她看着熟悉地车站,吐出一口浊气:“你大娘什么时候到?”
“他们那趟车十点到站,快到了。”
骆琦哦了一声,她没带手表也不知道现在几点,就低着头踢着石子玩。百无聊赖之际,一声轰鸣响彻天际,紧接着一辆绿皮火车缓缓开来,两分钟后,那辆火车终于在骆琦等人面前停下,急着上车的旅客匆匆忙忙地提着行李往火车上挤。
上车的急,下车的更急,人挤人之间便发生了一片混乱,陆敬军心中挂念着儿子,便往前走了几步,骆琦举步跟上。
走了两个站台,骆琦看着陆敬军从一个中年妇女的怀里接过一个小孩儿,还没等骆琦走上前来,中年妇女的身后又下来了两个人。
骆琦一看那两人就觉得头皮发麻。陆敬军抱着儿子,对着中年妇女叫了一声大娘,又朝后面下来的两个人恭恭敬敬地叫道:“妈,大哥。”
梁兰香笑着应了陆敬军一声,紧接着便看到了骆琦,她狠狠地瞪了骆琦一眼,对陆敬军道:“敬军啊,晓琪给你添麻烦了吧?”
陆敬军看了一眼骆琦,道:“妈你这话说的,晓琪能来我高兴着呢。”
梁兰香一时间也分不清陆敬军说的这话是真是假,她叹了一口气:“晓琪在家被我和她爸宠坏了,一点委屈都不能受,你看这事儿闹得。哎。”

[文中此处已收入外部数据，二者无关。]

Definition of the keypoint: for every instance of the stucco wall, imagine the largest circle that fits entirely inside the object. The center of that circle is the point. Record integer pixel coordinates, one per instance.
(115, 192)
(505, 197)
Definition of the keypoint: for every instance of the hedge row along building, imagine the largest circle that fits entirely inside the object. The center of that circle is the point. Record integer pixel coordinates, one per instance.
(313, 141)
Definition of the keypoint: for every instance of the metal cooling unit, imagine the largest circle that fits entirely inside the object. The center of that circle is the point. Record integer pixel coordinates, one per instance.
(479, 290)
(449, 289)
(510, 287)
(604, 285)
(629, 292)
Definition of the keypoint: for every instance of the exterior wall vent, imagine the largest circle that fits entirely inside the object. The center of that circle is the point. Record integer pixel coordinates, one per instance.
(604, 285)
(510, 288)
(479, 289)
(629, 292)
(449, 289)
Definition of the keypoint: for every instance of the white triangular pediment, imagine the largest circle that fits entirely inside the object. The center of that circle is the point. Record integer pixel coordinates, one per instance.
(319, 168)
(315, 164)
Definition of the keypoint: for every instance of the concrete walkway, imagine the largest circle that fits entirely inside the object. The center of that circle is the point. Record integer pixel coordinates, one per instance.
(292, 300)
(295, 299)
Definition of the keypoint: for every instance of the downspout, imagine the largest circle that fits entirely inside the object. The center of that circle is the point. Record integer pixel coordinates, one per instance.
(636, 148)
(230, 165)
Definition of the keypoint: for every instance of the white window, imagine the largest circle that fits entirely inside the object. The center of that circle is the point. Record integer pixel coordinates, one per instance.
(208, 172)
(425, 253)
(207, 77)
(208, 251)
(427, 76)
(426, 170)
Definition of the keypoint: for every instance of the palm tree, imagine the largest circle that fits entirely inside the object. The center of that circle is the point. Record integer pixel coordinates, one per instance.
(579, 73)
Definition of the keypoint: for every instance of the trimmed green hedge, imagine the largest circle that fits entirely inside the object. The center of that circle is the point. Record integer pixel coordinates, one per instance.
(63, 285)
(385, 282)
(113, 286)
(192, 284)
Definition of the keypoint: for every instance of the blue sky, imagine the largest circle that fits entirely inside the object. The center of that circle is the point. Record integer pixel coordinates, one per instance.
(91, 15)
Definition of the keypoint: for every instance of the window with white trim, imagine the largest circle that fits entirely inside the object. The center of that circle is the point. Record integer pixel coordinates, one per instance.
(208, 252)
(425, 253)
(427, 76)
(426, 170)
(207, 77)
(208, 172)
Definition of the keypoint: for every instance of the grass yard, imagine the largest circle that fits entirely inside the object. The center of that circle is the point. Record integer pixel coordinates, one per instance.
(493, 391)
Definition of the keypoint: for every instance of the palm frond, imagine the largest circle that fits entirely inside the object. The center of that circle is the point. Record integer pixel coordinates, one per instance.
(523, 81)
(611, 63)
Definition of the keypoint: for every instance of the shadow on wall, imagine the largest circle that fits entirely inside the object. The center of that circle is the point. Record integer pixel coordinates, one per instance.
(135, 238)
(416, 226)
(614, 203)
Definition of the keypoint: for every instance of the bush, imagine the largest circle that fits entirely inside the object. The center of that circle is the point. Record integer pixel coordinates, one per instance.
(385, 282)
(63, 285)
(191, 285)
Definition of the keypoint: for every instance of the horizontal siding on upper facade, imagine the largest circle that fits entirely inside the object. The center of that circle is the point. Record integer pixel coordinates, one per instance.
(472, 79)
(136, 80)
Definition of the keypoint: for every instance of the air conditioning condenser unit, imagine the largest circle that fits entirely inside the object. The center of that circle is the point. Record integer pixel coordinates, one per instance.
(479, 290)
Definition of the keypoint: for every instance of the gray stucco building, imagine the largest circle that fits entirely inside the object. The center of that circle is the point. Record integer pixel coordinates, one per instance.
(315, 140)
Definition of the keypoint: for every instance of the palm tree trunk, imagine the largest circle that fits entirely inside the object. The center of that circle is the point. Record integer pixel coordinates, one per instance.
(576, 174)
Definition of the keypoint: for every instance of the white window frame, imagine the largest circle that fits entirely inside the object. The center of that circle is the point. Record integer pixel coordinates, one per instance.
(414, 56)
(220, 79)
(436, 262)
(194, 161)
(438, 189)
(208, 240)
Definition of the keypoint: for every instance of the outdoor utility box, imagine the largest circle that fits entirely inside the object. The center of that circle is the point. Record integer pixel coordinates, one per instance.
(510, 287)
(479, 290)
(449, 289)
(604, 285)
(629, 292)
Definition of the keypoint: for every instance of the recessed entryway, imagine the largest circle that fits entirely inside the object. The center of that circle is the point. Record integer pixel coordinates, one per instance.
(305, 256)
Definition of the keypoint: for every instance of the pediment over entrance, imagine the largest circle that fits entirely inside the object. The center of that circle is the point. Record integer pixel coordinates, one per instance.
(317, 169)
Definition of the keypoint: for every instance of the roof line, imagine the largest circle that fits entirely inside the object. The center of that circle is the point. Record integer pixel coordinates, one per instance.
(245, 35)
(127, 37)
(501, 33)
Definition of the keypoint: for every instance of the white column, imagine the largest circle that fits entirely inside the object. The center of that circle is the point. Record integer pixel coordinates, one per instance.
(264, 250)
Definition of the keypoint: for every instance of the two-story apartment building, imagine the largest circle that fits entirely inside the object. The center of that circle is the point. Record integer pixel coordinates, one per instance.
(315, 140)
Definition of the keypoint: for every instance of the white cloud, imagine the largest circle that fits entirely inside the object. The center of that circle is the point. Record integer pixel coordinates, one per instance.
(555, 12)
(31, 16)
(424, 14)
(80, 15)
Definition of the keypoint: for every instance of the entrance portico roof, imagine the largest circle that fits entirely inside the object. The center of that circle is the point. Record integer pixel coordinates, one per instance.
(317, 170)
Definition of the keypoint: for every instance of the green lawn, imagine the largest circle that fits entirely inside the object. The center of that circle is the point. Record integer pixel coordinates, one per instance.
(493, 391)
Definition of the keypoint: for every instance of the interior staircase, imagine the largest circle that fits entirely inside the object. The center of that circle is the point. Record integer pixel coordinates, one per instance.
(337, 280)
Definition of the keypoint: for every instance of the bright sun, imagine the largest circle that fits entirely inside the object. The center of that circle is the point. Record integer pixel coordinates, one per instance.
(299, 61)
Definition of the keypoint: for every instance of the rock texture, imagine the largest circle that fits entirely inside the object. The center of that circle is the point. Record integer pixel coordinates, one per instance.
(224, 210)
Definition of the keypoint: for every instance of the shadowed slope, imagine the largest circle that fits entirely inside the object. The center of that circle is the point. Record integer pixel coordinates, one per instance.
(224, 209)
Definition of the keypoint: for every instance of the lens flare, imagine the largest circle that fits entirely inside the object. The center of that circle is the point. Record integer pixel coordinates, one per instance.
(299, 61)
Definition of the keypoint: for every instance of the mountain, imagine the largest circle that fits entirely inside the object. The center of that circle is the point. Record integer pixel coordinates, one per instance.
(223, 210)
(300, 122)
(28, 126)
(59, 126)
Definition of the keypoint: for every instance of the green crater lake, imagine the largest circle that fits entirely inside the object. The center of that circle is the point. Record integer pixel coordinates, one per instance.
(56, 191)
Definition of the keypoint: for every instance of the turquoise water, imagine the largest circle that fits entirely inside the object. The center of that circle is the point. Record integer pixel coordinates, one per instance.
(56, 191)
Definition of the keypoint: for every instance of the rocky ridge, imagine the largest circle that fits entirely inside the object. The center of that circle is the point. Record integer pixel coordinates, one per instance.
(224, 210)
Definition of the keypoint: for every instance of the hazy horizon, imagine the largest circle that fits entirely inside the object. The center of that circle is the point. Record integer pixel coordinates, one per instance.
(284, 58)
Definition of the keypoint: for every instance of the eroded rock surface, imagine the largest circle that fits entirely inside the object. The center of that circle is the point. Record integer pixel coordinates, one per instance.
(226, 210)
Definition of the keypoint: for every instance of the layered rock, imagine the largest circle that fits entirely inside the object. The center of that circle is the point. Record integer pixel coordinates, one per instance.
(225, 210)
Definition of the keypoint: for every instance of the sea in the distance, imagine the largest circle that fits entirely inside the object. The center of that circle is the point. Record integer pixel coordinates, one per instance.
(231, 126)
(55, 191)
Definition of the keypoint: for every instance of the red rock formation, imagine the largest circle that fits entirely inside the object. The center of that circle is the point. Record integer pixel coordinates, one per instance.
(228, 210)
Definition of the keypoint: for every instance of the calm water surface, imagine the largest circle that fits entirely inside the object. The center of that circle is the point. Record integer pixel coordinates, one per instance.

梁兰香是真的愁。在骆琦拿着介绍信走后她在家里左想右想觉得不放心,便趁着天没黑跑了一趟下安村,找到了下安村的陆大伯家。
陆敬军在没当兵之前几乎是被陆大伯养大的,梁兰香去的时候陆大伯正好在家,听闻梁兰香说陆敬军受伤了,陆大伯急坏了,急急忙忙地锁上门就去了村公社。